The study has several limitations. All the sites were in one state, which limits the extent to which the results can be generalized, and were certified as ACT teams, which limits the range of deviations from fidelity that could be explored. Team leaders were not blind to the study hypotheses, possibly biasing the results, and because many were experienced with fidelity reviews, they may have underestimated the amount of time needed by less experienced individuals to prepare for fidelity assessment. On-site fidelity was conducted by a single rater, a design that provided no opportunity to verify interrater reliability. In addition, a single individual served as the experienced rater, which may limit the generalizability of the results. Finally, because we did not measure the time taken to prepare for the on-site assessment or the length of the visit, our ability to compare burden levels of the two assessment protocols is limited.
Despite its limitations, the study provides strong evidence for the viability of phone-based assessment of ACT fidelity. Further work is needed to examine phone-based assessment of fidelity in other evidence-based practices, such as supported employment.

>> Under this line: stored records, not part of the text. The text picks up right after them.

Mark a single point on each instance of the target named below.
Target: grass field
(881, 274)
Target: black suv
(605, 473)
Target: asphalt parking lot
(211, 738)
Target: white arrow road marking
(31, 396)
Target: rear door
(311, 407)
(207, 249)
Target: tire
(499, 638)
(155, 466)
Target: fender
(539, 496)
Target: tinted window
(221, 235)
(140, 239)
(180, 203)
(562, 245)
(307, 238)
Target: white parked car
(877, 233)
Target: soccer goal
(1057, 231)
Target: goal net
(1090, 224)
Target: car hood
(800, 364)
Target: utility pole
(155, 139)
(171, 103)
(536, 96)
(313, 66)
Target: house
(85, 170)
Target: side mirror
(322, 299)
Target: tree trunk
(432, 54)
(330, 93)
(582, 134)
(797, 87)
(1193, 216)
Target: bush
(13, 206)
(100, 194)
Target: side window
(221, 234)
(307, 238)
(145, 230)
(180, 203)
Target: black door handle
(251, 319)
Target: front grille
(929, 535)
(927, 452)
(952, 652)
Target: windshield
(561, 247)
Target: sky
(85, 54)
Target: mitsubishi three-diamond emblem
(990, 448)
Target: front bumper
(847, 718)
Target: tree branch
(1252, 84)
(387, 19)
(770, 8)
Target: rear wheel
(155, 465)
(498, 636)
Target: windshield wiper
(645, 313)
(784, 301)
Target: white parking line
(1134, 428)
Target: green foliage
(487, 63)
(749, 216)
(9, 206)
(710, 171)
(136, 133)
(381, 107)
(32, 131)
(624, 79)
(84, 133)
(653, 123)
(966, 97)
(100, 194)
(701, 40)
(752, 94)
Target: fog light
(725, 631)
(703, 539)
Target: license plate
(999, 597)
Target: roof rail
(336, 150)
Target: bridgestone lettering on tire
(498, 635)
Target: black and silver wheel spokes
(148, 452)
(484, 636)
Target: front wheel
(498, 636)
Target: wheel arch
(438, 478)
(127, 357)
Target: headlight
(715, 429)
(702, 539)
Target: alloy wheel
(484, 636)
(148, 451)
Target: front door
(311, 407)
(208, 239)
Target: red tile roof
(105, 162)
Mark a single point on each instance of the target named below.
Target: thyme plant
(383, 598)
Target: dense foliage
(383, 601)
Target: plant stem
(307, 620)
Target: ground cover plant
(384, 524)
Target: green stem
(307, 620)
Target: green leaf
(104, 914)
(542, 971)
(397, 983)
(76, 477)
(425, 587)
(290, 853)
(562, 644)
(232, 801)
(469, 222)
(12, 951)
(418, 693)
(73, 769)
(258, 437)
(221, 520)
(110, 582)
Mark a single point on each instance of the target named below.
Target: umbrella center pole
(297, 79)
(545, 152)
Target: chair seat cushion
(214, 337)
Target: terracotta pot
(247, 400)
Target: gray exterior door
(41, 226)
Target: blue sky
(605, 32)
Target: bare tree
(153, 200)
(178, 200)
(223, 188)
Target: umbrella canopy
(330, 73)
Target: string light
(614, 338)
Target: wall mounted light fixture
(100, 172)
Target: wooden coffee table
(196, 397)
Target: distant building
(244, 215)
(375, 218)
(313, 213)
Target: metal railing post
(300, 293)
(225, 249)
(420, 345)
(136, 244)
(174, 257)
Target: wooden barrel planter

Can it be relied upon when the treatment team is new or has a history of having difficulty in maintaining program fidelity, especially if reimbursement is contingent on high scores?
In fact, there are several caveats to phone fidelity. For example, although burden to assessors was low, the burden of preparation at the sites was high, perhaps prohibitively so. Moreover, phone assessment provides limited opportunity for training and interaction with clients and team members. Thus it cannot and probably should not fully replace on-site assessment of fidelity. Instead, both could be integrated into a stepped fidelity assessment approach (15). On-site assessment of fidelity is likely uniquely valuable for assessing teams starting up or experiencing a major transition, such as high turnover. Phone-based assessment of fidelity is likely ideal for stable, mature teams and for frequent check-ins. Future work should explore the relative uses of both methods.
This study was funded by IP-RISP grant R24 MH074670 from the National Institute of Mental Health and by a contract with the Indiana Family and Social Services Administration, Division of Mental Health and Addiction. The authors appreciate the assistance of the ACT team leaders, as well as Hea-Won Kim, Dave McClow, and Jennifer Wright-Berryman, who helped in the collection of data for this study.
The authors report no competing interests.